Boy, it didn’t take long for Katie Couric to go from media darling to whipping girl, did it? You’d think the perky one did something really obscene, like stating that she was voting for a Republican in the upcoming midterm elections. Yet, there it was in large type at USA Today: “Couric Fails to Keep CBS News on Top for Long” (hat tip to TVNewser). In reality, that might be the kindest statement in this article about Couric which began (emphasis mine throughout):
When Katie Couric began anchoring The CBS Evening News early last month, her initial ratings were so strong — she drew more than 10 million viewers — that it appeared the former NBC Today star might buck network news tradition, catapult the third-place newscast into first place and keep it there.
But in seven weeks, talk that CBS News' $15-million-a-year anchor would be crowned the instant queen of the evening news has all but evaporated.

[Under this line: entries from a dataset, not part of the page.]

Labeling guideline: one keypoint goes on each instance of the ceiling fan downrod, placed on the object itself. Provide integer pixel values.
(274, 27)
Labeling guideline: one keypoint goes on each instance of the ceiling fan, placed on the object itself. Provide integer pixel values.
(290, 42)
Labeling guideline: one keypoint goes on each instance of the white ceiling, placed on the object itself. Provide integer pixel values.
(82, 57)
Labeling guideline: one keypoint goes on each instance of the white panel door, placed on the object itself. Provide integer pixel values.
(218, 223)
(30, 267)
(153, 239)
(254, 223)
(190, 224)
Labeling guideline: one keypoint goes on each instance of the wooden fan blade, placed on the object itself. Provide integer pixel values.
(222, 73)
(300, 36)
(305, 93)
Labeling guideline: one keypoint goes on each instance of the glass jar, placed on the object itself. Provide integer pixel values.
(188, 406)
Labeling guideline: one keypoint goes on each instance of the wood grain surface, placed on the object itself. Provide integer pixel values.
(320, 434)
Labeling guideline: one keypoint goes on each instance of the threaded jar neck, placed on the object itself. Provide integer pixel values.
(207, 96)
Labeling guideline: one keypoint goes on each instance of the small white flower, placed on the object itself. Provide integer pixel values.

The seeming obituary continued:
Initial viewer curiosity in Couric has worn off, a sign that popularity in the morning does not guarantee success at night. News has dropped from first to third place behind NBC Nightly News and ABC World News. Rival producers are talking much more confidently than they were last month.
Couric now faces a long slog to win fans, a traditional challenge for anchors at CBS and its rivals, network news experts and CBS executives say.
As did the post-mortems:
"CBS took the risk that a lot of people would tune in, there'd be a big curiosity factor and a lot of them would stick around," Rosenstiel says. "That hasn't happened. They've run some long passes, some breakout plays, and they haven't fully connected."
Katie’s competition couldn’t be happier:
At NBC Nightly News, producer John Reiss says researchers predicted that Couric would draw curious viewers away from Nightly initially but that within a short period, "they would come back to us. I never want to declare 'game over,' but I like the trend lines. I like the way things are going."
At ABC World News, Gibson has been concentrating on putting his stamp on the broadcast he inherited in May, says producer Jon Banner. "He's much more comfortable on the broadcast than when he started," says Banner. "Obviously, some of the extreme sampling (of Couric) has slowed down, but I have a feeling this needs to play out for a longer time."
Extreme sampling of Couric has slowed down? Maybe this means that folks can only tolerate this much sugar with their coffee in the morning.